Estao saindo muitas resenhas sobre a biografia do Charles Schulz (criador do Snoopy), inclusive com comentarios da viuva e da familia que de que ele nao era tao deprimido como o livro mostra. Enfim, saiu uma pelo criador do Calvin & Haroldo, Bill Waterson, que eu estou linkando aqui sem ter lido ainda alem desse trecho abaixo:
"I was struck less by the fact that Schulz drew on his troubled first marriage for material than by the sympathy that he shows for his tormentor and by his ability to poke fun at himself.
Lucy, for all her domineering and insensitivity, is ultimately a tragic, vulnerable figure in her pursuit of Schroeder. Schroeder's commitment to Beethoven makes her love irrelevant to his life. Schroeder is oblivious not only to her attentions but also to the fact that his musical genius is performed on a child's toy (not unlike a serious artist drawing a comic strip). Schroeder's fanaticism is ludicrous, and Lucy's love is wasted.

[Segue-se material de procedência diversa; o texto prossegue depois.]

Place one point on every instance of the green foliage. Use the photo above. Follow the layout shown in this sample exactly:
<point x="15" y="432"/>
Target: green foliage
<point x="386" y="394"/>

Schulz illustrates the conflict in his life, not in a self-justifying or vengeful manner but with a larger human understanding that implicates himself in the sad comedy. I think that's a wonderfully sane way to process a hurtful world. Of course, his readers connected to precisely this emotional depth in the strip, without ever knowing the intimate sources of certain themes. Whatever his failings as a person, Schulz's cartoons had real heart."